A chemoenzymatic method used for preparing N-[N-(3-3dimethylbutyl)-L-a aspertyl]-L-phenylamine 1- methyl ester via the enzymatic regioselective hydrolysis of neotame ester using lipases or estarages (Prakash and Zhao 2001).

Another method involve the hydrogenation of L-α-aspartyl –L- phenylalanine I methyl ester and 3–3 dimethylbutyraldehyde produced insitu by the hydrolysis or cleavage of a 3-3-dimethylbutyraldehyde precursor (Prakash 2007).
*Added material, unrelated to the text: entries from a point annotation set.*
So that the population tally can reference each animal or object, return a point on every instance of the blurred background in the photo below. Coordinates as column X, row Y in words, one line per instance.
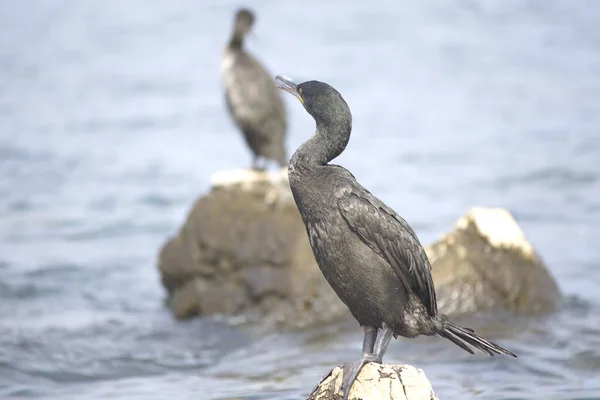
column 112, row 120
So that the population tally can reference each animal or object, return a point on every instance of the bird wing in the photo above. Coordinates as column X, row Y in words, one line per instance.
column 390, row 236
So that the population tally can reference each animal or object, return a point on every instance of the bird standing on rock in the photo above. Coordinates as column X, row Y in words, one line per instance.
column 370, row 256
column 252, row 98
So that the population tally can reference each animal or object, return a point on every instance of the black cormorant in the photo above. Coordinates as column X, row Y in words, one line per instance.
column 369, row 254
column 252, row 98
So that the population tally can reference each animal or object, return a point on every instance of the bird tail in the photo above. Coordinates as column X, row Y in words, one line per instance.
column 465, row 337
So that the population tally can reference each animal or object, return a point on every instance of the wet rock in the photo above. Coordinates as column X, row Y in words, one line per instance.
column 378, row 381
column 244, row 249
column 486, row 263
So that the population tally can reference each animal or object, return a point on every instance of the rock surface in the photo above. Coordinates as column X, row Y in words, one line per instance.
column 244, row 248
column 376, row 382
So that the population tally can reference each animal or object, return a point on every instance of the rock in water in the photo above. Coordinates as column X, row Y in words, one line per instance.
column 486, row 263
column 378, row 381
column 244, row 248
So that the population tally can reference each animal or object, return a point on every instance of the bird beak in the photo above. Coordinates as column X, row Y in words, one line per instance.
column 289, row 87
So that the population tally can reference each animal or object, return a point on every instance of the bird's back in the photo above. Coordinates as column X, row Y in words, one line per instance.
column 255, row 104
column 368, row 254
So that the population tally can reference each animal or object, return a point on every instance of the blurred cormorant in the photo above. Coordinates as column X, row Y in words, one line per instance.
column 369, row 255
column 252, row 97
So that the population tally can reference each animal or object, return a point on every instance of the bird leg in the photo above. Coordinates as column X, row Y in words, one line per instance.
column 351, row 370
column 383, row 340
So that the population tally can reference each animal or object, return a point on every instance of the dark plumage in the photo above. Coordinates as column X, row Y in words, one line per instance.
column 252, row 98
column 369, row 255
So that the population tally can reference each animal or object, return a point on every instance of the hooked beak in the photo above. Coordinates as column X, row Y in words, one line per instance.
column 289, row 87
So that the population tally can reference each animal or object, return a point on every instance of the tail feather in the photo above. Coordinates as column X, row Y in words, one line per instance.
column 465, row 337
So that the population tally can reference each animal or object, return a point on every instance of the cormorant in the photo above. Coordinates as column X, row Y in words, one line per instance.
column 370, row 256
column 253, row 100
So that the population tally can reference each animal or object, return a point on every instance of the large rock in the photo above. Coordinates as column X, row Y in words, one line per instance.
column 244, row 249
column 486, row 263
column 376, row 382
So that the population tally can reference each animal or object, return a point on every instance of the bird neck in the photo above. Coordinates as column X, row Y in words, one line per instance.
column 328, row 142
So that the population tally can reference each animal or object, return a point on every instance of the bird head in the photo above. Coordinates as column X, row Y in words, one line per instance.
column 244, row 19
column 321, row 101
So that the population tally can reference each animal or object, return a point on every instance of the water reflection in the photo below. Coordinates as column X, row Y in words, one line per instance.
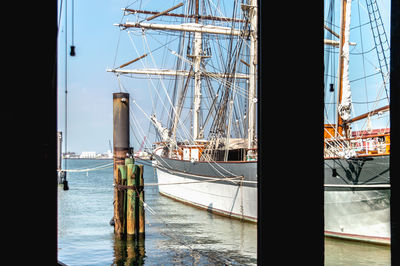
column 345, row 252
column 129, row 251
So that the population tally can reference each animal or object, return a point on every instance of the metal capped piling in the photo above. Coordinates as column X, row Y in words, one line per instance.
column 128, row 177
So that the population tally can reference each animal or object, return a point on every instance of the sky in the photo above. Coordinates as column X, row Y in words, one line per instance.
column 89, row 86
column 361, row 90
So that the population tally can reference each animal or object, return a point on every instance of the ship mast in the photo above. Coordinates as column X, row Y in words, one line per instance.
column 197, row 76
column 197, row 72
column 252, row 74
column 343, row 65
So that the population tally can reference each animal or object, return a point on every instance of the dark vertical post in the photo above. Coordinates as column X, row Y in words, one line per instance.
column 140, row 183
column 131, row 198
column 121, row 148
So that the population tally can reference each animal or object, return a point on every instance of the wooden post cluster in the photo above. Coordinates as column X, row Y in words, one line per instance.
column 131, row 200
column 120, row 151
column 128, row 177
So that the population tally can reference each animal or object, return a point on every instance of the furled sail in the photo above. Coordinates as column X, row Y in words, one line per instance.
column 344, row 107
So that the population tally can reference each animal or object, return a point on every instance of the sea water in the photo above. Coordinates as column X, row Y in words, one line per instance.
column 176, row 234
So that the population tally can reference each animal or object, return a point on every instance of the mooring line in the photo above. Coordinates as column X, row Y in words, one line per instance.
column 89, row 169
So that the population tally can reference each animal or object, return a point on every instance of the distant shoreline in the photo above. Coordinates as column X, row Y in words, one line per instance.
column 89, row 158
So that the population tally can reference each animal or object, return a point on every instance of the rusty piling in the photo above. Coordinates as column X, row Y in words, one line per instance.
column 140, row 183
column 120, row 150
column 131, row 199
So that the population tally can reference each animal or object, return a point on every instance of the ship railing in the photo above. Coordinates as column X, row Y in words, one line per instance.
column 378, row 144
Metabolism and health aspect

Neotame is rapidly metabolized, completely eliminated and does not accumulate in the body. The major metabolic pathway of neotame is hydrolysis of the methyl ester by esterase which is present throughout the body. This yields deesterified neotame, the major metabolite and a significant amount of methanol. Due to the presence of the 3-3-di-methylbutyl group, peptidases which would typically break the peptide bond between the aspartic acid and phenylalanine moieties are essentially blocked, thus reducing the availability of phenylalanine. The amount of methanol derived from neotame is exceedingly small (Neotame 2002). Neotame was approved by the USFDA as a general purpose sweetener in July 2002 (USFDA 2002). It has also been favorably evaluated by JECFA (JFECFA 2004) which established an ADI of 2mg/kg body weight/day. The ADI for neotame in the US is 18 mg/person/day (USFDA 2002).

Alitame

Alitame (Fig. 1g) is an intense sweetener with sweetness potency 200 times greater than that of sucrose. It is a dipeptide of L-aspartic acid and D-alanine with a terminal N-substituted tetra methylthietanyl-amine moiety.

Synthesis

Alitame is prepared by a multi step synthesis involving the reaction between two intermediates (S)-[2-5-dioxo-(4-thiazolidine)] acetic acid and (R) –2- amino-N-(2,2,4-4-tetramethyl-3-thietanyl) propanamides. The final product is isolated and purified by crystallization of an alitame −4-methylbenzenesulfonic acid adduct followed by additional purification steps and finally recrystallization from water (Peter et al. 2002).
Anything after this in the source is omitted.